母は「おかあさん、私 本当に幸せ。こんな良い旦那さんが居てくれて、ゆうこの事は何も心配してない。おかあさん、こんなゆうこをもらってくれて、ありがとうね」と泣く。

 義母も「おかあさん、それはこちらのセリフ。私達は本当に幸せだね」

 これをノートテイクしてる私って…苦笑。

 食事を終え、喫茶店に寄るだけでも「まあー! 喫茶店も連れてってくれるの? 嬉しいーーー!」と半べそ。

 母と義母と私で手を繋いで道を渡る。

 母の同じ話を 何度も笑顔で聞いてくれる義母は、今の母には唯一の友達かもしれない。(近所の人も、どんどん疎遠になってるからね…)

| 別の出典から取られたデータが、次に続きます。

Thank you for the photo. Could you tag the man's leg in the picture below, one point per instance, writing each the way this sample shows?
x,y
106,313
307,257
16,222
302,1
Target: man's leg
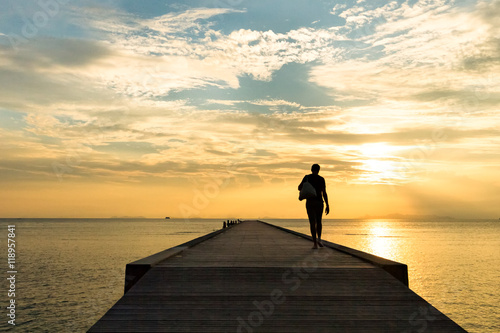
x,y
311,214
319,225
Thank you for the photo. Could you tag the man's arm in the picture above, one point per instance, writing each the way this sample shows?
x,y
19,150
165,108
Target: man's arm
x,y
300,185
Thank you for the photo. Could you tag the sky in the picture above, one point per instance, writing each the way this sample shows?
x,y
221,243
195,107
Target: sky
x,y
218,108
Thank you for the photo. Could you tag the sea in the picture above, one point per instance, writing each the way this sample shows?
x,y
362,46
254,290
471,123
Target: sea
x,y
69,272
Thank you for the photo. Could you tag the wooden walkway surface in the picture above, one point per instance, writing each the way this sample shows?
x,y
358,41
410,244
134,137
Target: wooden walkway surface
x,y
257,278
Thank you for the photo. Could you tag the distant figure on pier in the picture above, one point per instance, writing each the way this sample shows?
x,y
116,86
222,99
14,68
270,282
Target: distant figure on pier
x,y
314,206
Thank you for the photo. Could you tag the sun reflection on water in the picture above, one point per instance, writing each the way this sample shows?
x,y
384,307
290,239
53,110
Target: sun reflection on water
x,y
382,241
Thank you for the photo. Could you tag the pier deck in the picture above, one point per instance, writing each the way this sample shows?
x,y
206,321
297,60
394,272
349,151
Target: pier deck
x,y
253,277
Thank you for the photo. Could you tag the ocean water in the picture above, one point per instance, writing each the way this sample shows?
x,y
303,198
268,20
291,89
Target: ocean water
x,y
71,271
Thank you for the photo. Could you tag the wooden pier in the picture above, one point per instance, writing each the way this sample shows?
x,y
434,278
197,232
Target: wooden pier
x,y
255,277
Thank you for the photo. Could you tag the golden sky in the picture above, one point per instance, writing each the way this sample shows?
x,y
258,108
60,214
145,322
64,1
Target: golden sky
x,y
218,108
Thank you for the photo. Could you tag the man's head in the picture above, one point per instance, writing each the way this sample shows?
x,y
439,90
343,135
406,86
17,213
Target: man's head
x,y
315,169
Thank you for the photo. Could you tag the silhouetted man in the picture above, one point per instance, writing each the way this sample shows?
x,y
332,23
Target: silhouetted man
x,y
314,206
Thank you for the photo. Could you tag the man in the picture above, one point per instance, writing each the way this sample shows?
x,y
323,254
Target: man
x,y
314,206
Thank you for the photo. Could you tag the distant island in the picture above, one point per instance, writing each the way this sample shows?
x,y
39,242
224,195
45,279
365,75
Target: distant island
x,y
405,216
127,217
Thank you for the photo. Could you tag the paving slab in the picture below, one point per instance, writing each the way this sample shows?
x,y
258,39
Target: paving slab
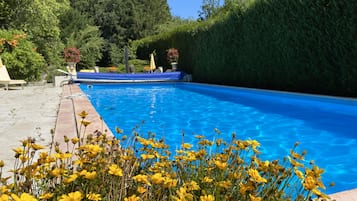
x,y
28,112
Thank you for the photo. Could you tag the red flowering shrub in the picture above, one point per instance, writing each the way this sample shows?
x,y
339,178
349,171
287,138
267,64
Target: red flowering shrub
x,y
172,55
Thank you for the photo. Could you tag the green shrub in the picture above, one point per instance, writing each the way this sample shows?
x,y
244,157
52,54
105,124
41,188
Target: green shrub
x,y
20,56
306,46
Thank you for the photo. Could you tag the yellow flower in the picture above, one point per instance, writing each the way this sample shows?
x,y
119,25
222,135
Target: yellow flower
x,y
207,180
295,163
46,196
199,136
298,173
183,195
309,183
252,198
243,188
63,156
23,197
220,164
83,114
74,196
85,123
186,146
142,178
192,186
170,183
23,158
88,175
132,198
74,140
70,179
157,178
4,198
57,172
207,198
94,197
91,150
141,190
225,184
115,170
37,146
296,155
253,143
254,174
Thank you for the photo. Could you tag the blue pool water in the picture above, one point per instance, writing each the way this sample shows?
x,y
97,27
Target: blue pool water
x,y
326,127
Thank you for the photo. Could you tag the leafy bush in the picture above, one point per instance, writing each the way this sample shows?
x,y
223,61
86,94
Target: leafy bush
x,y
20,56
306,46
98,167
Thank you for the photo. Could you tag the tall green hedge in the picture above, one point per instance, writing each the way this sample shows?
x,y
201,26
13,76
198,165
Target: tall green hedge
x,y
304,45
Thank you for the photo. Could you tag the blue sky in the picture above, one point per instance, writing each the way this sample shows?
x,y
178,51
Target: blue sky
x,y
185,8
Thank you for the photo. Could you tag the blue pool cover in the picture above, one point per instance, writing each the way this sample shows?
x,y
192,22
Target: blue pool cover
x,y
169,76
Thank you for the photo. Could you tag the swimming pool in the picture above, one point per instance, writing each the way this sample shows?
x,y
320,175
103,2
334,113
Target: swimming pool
x,y
326,127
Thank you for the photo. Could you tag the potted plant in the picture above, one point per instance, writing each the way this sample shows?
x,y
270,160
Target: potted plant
x,y
172,57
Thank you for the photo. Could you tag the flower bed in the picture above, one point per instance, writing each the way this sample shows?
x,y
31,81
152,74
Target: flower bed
x,y
136,168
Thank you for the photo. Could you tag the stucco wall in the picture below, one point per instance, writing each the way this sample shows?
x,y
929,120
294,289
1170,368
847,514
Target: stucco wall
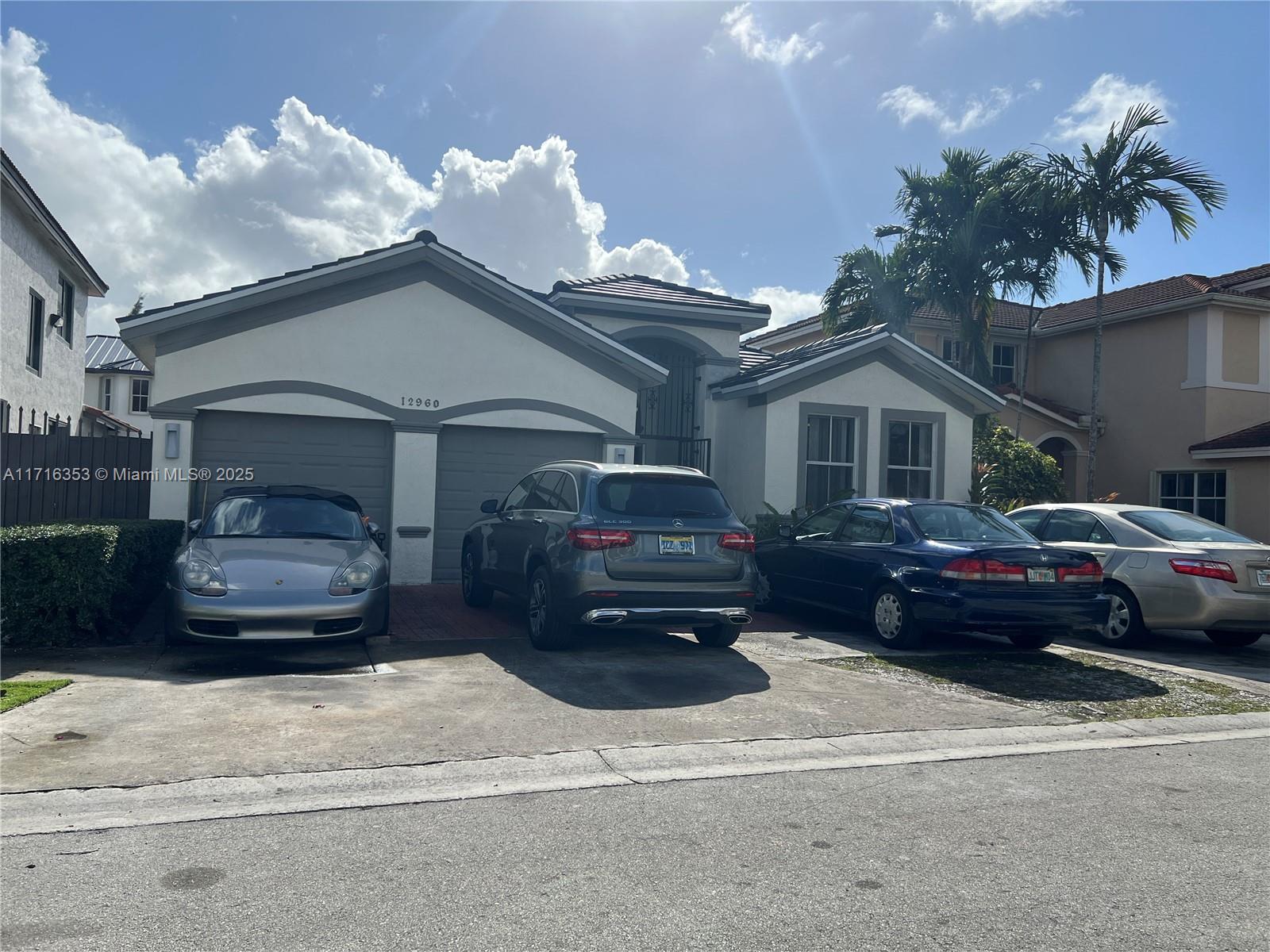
x,y
27,262
876,387
410,342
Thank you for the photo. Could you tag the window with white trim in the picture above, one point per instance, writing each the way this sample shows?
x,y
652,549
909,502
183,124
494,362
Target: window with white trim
x,y
1198,492
140,395
831,459
1003,361
910,460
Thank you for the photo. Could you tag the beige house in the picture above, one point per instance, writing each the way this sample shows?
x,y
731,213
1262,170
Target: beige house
x,y
1185,389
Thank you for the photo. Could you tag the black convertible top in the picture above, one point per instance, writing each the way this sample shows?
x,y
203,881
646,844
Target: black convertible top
x,y
341,499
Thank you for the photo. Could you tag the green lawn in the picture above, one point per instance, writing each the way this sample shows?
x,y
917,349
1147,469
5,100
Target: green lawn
x,y
1080,685
14,693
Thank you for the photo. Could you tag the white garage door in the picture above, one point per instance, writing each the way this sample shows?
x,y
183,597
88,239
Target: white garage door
x,y
484,463
347,456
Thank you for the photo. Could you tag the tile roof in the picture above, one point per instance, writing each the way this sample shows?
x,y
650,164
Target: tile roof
x,y
1156,292
80,259
752,357
645,289
1068,413
1249,438
107,352
799,355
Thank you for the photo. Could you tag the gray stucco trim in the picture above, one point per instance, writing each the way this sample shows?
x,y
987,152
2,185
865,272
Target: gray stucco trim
x,y
861,463
939,444
652,332
400,418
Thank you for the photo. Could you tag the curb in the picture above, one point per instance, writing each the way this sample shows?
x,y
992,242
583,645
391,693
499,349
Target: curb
x,y
225,797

 先に送る義母が車を降りると、母は窓越しに手を握って

「おかあさん! 今日は本当にありがとうね! 私 本当に幸せでした。また一緒に連れてってもらおうね!」とまた泣く。

 通りすがりの若者が思わず笑ってしまうほど。

 3人になった車内(私はノートテイクや母への対応の為、母と一緒に後部座席)で、母は財布を出して小さな声で「ゆうこ、少しだけど」とお金を渡そうとする。

 運転席の夫に「おちゃーちゃ、お金をくれようとしています」と普通の声で報告しながら、大きく手を振って断る。

 数分後、また財布を出し始める。

私「おちゃーちゃ、また財布を出してます」

 この繰り返し。

 そしてだんだん暗くなる車窓を眺めながら

「お母さん、どこを走ってるか全然わからない」

 まあ、昔からいつもそうですけど。 

 それを何度も繰り返す。

 「どこへ連れて行かれるんだろう?」「知らない所で降ろされるのかしら」って不安を感じてるのかもしれないなぁ。

 いつも心のどこかに「捨てられるかも」って思ってるんじゃないかなぁ。切ない。

 でも最後の信号交差点まで来た時

「あ~やっとわかった」と 安心した模様。

 別れ際「本当にありがとうね。夫桃さんに よろしく言ってね」

 いや、自分で言ってくださいよ。そこに居るんですから(笑) さっきから すでに10回以上言ってますし。

 金曜日の夜、ふと母は何かをすごく楽しみにする事も もう無くなってるなぁ…と思ったんだけど、思いがけなく、義母と会う事が 母の最大の楽しみだったと知った。

 自分で美容院へ行くスイッチが入ったなんて すごいわ。お義母さん ありがとう!